When you decompose ammonia (NH3) you get heat and can throw the N2 formed into the air and even Green Peace’s idiots** know that is OK.

The resulting H2 can be burned to H2O, which also is harmless to discharge into the air.

Ammonia is relative cheap to make - if it were not farmers would not be injecting solution of it (I think) into the soil of their farms. - I think that is the major commercial use of NH3 today.

I am not much of a chemist, but can someone who is tell me why do we not use these facts to make ammonia fuel for cars and trucks, etc?
---------------------------
*True because each molecule has 3 atoms of hydrogen, instead of 2 in it.
**The ones that have blocked the development of safe nuclear power in US for 30+years with the net result that much more CO2 has been dumped into the air and global warming is now a serious enviromental problem, not to mention all the SO2 that has been released, killing fish in Adrondac and N. European lakes, even killing some forests with the "acid rain" SO2 becomes. etc.

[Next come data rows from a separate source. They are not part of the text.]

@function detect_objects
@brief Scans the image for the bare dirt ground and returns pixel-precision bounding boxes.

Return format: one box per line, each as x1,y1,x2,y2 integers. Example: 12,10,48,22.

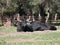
0,30,60,43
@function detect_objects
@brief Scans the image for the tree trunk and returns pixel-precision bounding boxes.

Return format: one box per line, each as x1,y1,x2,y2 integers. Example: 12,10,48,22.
54,13,57,22
45,13,49,23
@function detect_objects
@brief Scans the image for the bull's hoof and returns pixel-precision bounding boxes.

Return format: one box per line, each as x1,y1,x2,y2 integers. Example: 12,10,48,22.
50,26,57,30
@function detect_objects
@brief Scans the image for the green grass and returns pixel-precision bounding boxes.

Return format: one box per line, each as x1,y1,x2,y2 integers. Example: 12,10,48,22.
0,27,60,45
0,27,17,33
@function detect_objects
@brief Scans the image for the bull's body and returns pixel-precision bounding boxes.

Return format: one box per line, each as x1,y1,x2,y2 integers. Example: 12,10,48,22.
17,21,57,32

My contribution, although I'm not chemist.

Ammonia fuel cell

United States Patent 7157166

This invention refers to generating electrical energy comprising an ammonia fuel cell for generating electrical energy including a catalyst being in contact with a high temperature proton conducting membrane and the catalyst comprising at least one decomposition catalyst which causes NH3 to decompose to N2 and H2 and at least one catalytic anode which dissociates and ionizes H2 into H+ and electrons, the fuel cell further including at least one catalytic cathode for reaction of H+, electrons and oxygen to form H2O, an external circuit from the catalytic anode to the catalytic cathode, an ammonia source for introducing ammonia into the fuel cell, a gas exit for N2, and an oxygen source.


Also, Ammonia Cracker has been developed two years ago by Apollo Energy Systems to extract hydrogen from ammonia for fuel.

More here (http://pesn.com/2005/05/24/6900101_ZAP_ammonia_cracker/).

Creating the fertilizers (NH3) that farmers use requires a great deal of energy. Energy we get from fossil fuels.

Right now, most ammonia is manufactured from hydrogen and nitrogen, using a lot of electricity. Not much use cracking ammonia to get a raw material that it is manufactured from.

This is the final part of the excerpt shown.